[TiDB Usage Environment] Poc
[TiDB Version] 5.4.3
[Reproduction Path] After I sent CDC requests with the same startTs to PD using the tikv client java, the incremental scan data pushed each time was inconsistent.
[Encountered Problem: Phenomenon and Impact]
After I sent CDC requests with the same startTs to PD using the tikv client java, the incremental scan data pushed each time was inconsistent, and the CDC is within the memory range.
[Resource Configuration] Go to TiDB Dashboard - Cluster Info - Hosts and take a screenshot of this page
[Attachment: Screenshot/Logs/Monitoring]
Different operations before and after, data must ensure that GC is not triggered during synchronization, otherwise data will be cleaned up.
When troubleshooting, it is recommended to prioritize checking the GC situation. You can adjust the GC time of the cluster to ensure that the data retention period is long enough, and then verify.

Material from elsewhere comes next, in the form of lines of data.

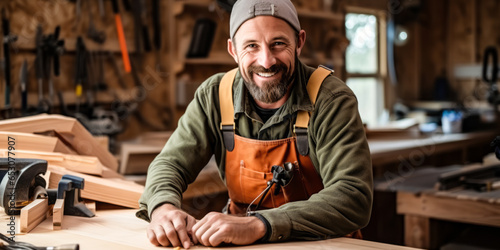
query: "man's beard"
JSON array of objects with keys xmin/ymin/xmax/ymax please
[{"xmin": 244, "ymin": 62, "xmax": 292, "ymax": 103}]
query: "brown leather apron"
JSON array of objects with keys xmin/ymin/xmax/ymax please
[
  {"xmin": 219, "ymin": 66, "xmax": 362, "ymax": 239},
  {"xmin": 219, "ymin": 67, "xmax": 331, "ymax": 214}
]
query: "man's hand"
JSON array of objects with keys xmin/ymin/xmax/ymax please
[
  {"xmin": 147, "ymin": 204, "xmax": 198, "ymax": 248},
  {"xmin": 193, "ymin": 212, "xmax": 267, "ymax": 246}
]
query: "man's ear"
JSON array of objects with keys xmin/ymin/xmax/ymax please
[
  {"xmin": 227, "ymin": 38, "xmax": 238, "ymax": 63},
  {"xmin": 297, "ymin": 30, "xmax": 306, "ymax": 56}
]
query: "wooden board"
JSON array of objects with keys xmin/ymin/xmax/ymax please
[
  {"xmin": 0, "ymin": 131, "xmax": 76, "ymax": 154},
  {"xmin": 397, "ymin": 192, "xmax": 500, "ymax": 227},
  {"xmin": 0, "ymin": 114, "xmax": 118, "ymax": 171},
  {"xmin": 52, "ymin": 199, "xmax": 64, "ymax": 230},
  {"xmin": 119, "ymin": 131, "xmax": 172, "ymax": 174},
  {"xmin": 119, "ymin": 143, "xmax": 163, "ymax": 174},
  {"xmin": 20, "ymin": 199, "xmax": 50, "ymax": 233},
  {"xmin": 16, "ymin": 209, "xmax": 420, "ymax": 250},
  {"xmin": 0, "ymin": 149, "xmax": 104, "ymax": 176},
  {"xmin": 49, "ymin": 165, "xmax": 144, "ymax": 208}
]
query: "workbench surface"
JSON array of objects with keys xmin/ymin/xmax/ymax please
[{"xmin": 11, "ymin": 209, "xmax": 414, "ymax": 250}]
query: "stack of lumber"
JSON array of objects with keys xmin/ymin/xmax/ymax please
[{"xmin": 0, "ymin": 114, "xmax": 144, "ymax": 208}]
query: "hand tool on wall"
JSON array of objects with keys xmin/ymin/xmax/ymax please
[
  {"xmin": 87, "ymin": 0, "xmax": 106, "ymax": 44},
  {"xmin": 19, "ymin": 59, "xmax": 28, "ymax": 116},
  {"xmin": 122, "ymin": 0, "xmax": 132, "ymax": 11},
  {"xmin": 43, "ymin": 26, "xmax": 64, "ymax": 105},
  {"xmin": 97, "ymin": 0, "xmax": 106, "ymax": 19},
  {"xmin": 75, "ymin": 36, "xmax": 86, "ymax": 113},
  {"xmin": 483, "ymin": 46, "xmax": 500, "ymax": 106},
  {"xmin": 35, "ymin": 25, "xmax": 50, "ymax": 113},
  {"xmin": 111, "ymin": 0, "xmax": 132, "ymax": 73},
  {"xmin": 151, "ymin": 0, "xmax": 162, "ymax": 51},
  {"xmin": 187, "ymin": 18, "xmax": 217, "ymax": 58}
]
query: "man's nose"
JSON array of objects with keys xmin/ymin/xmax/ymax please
[{"xmin": 258, "ymin": 48, "xmax": 276, "ymax": 69}]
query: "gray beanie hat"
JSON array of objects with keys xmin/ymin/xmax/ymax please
[{"xmin": 229, "ymin": 0, "xmax": 300, "ymax": 39}]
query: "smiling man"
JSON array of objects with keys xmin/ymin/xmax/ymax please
[{"xmin": 137, "ymin": 0, "xmax": 373, "ymax": 248}]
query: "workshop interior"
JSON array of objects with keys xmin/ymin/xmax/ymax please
[{"xmin": 0, "ymin": 0, "xmax": 500, "ymax": 250}]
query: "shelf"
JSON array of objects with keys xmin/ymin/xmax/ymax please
[
  {"xmin": 0, "ymin": 89, "xmax": 139, "ymax": 109},
  {"xmin": 13, "ymin": 37, "xmax": 139, "ymax": 53},
  {"xmin": 172, "ymin": 0, "xmax": 214, "ymax": 16}
]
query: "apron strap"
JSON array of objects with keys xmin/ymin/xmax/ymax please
[
  {"xmin": 219, "ymin": 68, "xmax": 238, "ymax": 152},
  {"xmin": 293, "ymin": 65, "xmax": 333, "ymax": 156},
  {"xmin": 219, "ymin": 65, "xmax": 333, "ymax": 153}
]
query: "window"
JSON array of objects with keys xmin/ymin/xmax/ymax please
[{"xmin": 345, "ymin": 13, "xmax": 386, "ymax": 126}]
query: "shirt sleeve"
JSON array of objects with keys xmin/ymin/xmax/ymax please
[{"xmin": 258, "ymin": 85, "xmax": 373, "ymax": 242}]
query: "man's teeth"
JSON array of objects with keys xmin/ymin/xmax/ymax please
[{"xmin": 257, "ymin": 72, "xmax": 276, "ymax": 77}]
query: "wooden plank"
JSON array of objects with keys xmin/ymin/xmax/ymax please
[
  {"xmin": 119, "ymin": 143, "xmax": 163, "ymax": 174},
  {"xmin": 119, "ymin": 131, "xmax": 172, "ymax": 175},
  {"xmin": 397, "ymin": 192, "xmax": 500, "ymax": 227},
  {"xmin": 405, "ymin": 215, "xmax": 430, "ymax": 249},
  {"xmin": 0, "ymin": 149, "xmax": 104, "ymax": 176},
  {"xmin": 16, "ymin": 209, "xmax": 422, "ymax": 250},
  {"xmin": 0, "ymin": 131, "xmax": 76, "ymax": 154},
  {"xmin": 49, "ymin": 165, "xmax": 144, "ymax": 208},
  {"xmin": 20, "ymin": 199, "xmax": 49, "ymax": 233},
  {"xmin": 0, "ymin": 114, "xmax": 118, "ymax": 171},
  {"xmin": 52, "ymin": 199, "xmax": 64, "ymax": 230}
]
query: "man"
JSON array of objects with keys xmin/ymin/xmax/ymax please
[{"xmin": 137, "ymin": 0, "xmax": 372, "ymax": 248}]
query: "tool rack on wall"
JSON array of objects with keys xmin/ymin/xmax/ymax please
[{"xmin": 0, "ymin": 0, "xmax": 348, "ymax": 139}]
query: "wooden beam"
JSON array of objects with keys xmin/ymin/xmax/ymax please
[
  {"xmin": 0, "ymin": 114, "xmax": 118, "ymax": 171},
  {"xmin": 0, "ymin": 131, "xmax": 76, "ymax": 154},
  {"xmin": 49, "ymin": 165, "xmax": 144, "ymax": 208},
  {"xmin": 20, "ymin": 199, "xmax": 50, "ymax": 233},
  {"xmin": 405, "ymin": 215, "xmax": 430, "ymax": 249},
  {"xmin": 397, "ymin": 192, "xmax": 500, "ymax": 227},
  {"xmin": 52, "ymin": 199, "xmax": 64, "ymax": 230},
  {"xmin": 0, "ymin": 149, "xmax": 104, "ymax": 176}
]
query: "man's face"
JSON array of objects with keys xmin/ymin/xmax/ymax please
[{"xmin": 228, "ymin": 16, "xmax": 305, "ymax": 104}]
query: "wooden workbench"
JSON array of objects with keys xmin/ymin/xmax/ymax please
[
  {"xmin": 376, "ymin": 164, "xmax": 500, "ymax": 249},
  {"xmin": 10, "ymin": 209, "xmax": 414, "ymax": 250},
  {"xmin": 368, "ymin": 130, "xmax": 500, "ymax": 176}
]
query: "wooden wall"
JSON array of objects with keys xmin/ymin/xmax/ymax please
[
  {"xmin": 0, "ymin": 0, "xmax": 175, "ymax": 139},
  {"xmin": 395, "ymin": 0, "xmax": 500, "ymax": 102}
]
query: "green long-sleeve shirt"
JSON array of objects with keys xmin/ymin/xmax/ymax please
[{"xmin": 137, "ymin": 62, "xmax": 373, "ymax": 242}]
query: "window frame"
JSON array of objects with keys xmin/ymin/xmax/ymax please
[{"xmin": 345, "ymin": 6, "xmax": 394, "ymax": 126}]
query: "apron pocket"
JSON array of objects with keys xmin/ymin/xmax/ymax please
[
  {"xmin": 240, "ymin": 163, "xmax": 274, "ymax": 207},
  {"xmin": 281, "ymin": 162, "xmax": 309, "ymax": 202}
]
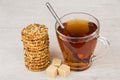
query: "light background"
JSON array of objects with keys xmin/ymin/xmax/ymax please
[{"xmin": 0, "ymin": 0, "xmax": 120, "ymax": 80}]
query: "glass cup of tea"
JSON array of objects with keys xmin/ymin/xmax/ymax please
[{"xmin": 55, "ymin": 12, "xmax": 109, "ymax": 71}]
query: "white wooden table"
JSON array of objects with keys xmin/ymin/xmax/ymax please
[{"xmin": 0, "ymin": 0, "xmax": 120, "ymax": 80}]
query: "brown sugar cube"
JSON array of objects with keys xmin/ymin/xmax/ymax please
[
  {"xmin": 52, "ymin": 58, "xmax": 61, "ymax": 67},
  {"xmin": 58, "ymin": 64, "xmax": 70, "ymax": 77},
  {"xmin": 46, "ymin": 65, "xmax": 58, "ymax": 78}
]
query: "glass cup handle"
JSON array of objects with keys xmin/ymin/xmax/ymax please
[{"xmin": 92, "ymin": 36, "xmax": 110, "ymax": 61}]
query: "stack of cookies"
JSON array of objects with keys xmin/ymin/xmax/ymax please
[{"xmin": 21, "ymin": 24, "xmax": 50, "ymax": 71}]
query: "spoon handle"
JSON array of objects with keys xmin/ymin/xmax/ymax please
[{"xmin": 46, "ymin": 2, "xmax": 64, "ymax": 29}]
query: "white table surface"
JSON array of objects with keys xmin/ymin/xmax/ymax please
[{"xmin": 0, "ymin": 0, "xmax": 120, "ymax": 80}]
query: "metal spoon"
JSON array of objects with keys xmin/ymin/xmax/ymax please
[{"xmin": 46, "ymin": 2, "xmax": 64, "ymax": 29}]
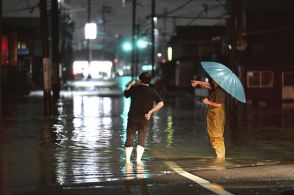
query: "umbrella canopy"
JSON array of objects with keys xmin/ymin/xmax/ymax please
[{"xmin": 201, "ymin": 61, "xmax": 246, "ymax": 103}]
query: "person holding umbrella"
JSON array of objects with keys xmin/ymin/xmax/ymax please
[
  {"xmin": 124, "ymin": 72, "xmax": 164, "ymax": 165},
  {"xmin": 191, "ymin": 80, "xmax": 226, "ymax": 159},
  {"xmin": 191, "ymin": 61, "xmax": 246, "ymax": 159}
]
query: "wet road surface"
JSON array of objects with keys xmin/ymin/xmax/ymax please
[{"xmin": 0, "ymin": 79, "xmax": 294, "ymax": 195}]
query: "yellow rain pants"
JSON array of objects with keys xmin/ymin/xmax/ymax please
[{"xmin": 206, "ymin": 104, "xmax": 226, "ymax": 158}]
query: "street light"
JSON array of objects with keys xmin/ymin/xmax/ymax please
[{"xmin": 85, "ymin": 23, "xmax": 97, "ymax": 39}]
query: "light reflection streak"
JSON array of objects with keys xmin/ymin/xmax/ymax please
[
  {"xmin": 55, "ymin": 96, "xmax": 113, "ymax": 184},
  {"xmin": 166, "ymin": 112, "xmax": 174, "ymax": 148}
]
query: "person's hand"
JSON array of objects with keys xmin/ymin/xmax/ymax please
[
  {"xmin": 145, "ymin": 112, "xmax": 152, "ymax": 121},
  {"xmin": 201, "ymin": 98, "xmax": 209, "ymax": 105},
  {"xmin": 191, "ymin": 80, "xmax": 199, "ymax": 87},
  {"xmin": 130, "ymin": 81, "xmax": 136, "ymax": 86}
]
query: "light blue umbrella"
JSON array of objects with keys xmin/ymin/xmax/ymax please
[{"xmin": 201, "ymin": 61, "xmax": 246, "ymax": 103}]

After accumulating 1 million change events, I stopped all changes and then set the same startTs to fetch CDC events. I found that most of the pushed data was consistent, but a small portion was inconsistent. Consuming this data then led to data inconsistency.
As far as I know, the default size of CDC events stored in memory by TiKV is 512MB. The backlog of my data does not exceed 512MB, but it is still inconsistent. Is this because a GC occurred in the middle? If a GC occurs, wouldn’t the data scanned incrementally be highly inconsistent?
The situation you encountered may not necessarily be caused by GC. I just provided a troubleshooting idea, and you can first confirm if it is the problem.
GC is generally controlled by time, not by data size.
Based on experience, many issues with TiCDC are related to the GC safepoint. You can check the official website for more details.
It doesn’t seem likely to be a GC issue for the following reasons:
I use the TiKV client in Java to send CDC requests with startTs to PD.
The actual changes involve data with handles 1, 2, 3, and 4.
The incremental scan data pushed in the first request includes:
handle: 1
handle: 2
handle: 4
The incremental scan data pushed in the second request includes:
handle: 1
handle: 3
handle: 4
As shown in the example above, each incremental scan data push loses some data. If it were due to GC, the second push shouldn’t include the same data again.
As a novice, I humbly seek advice. Is this a bug or something else? How should I troubleshoot this?
Thank you very much for the guidance from all the experts!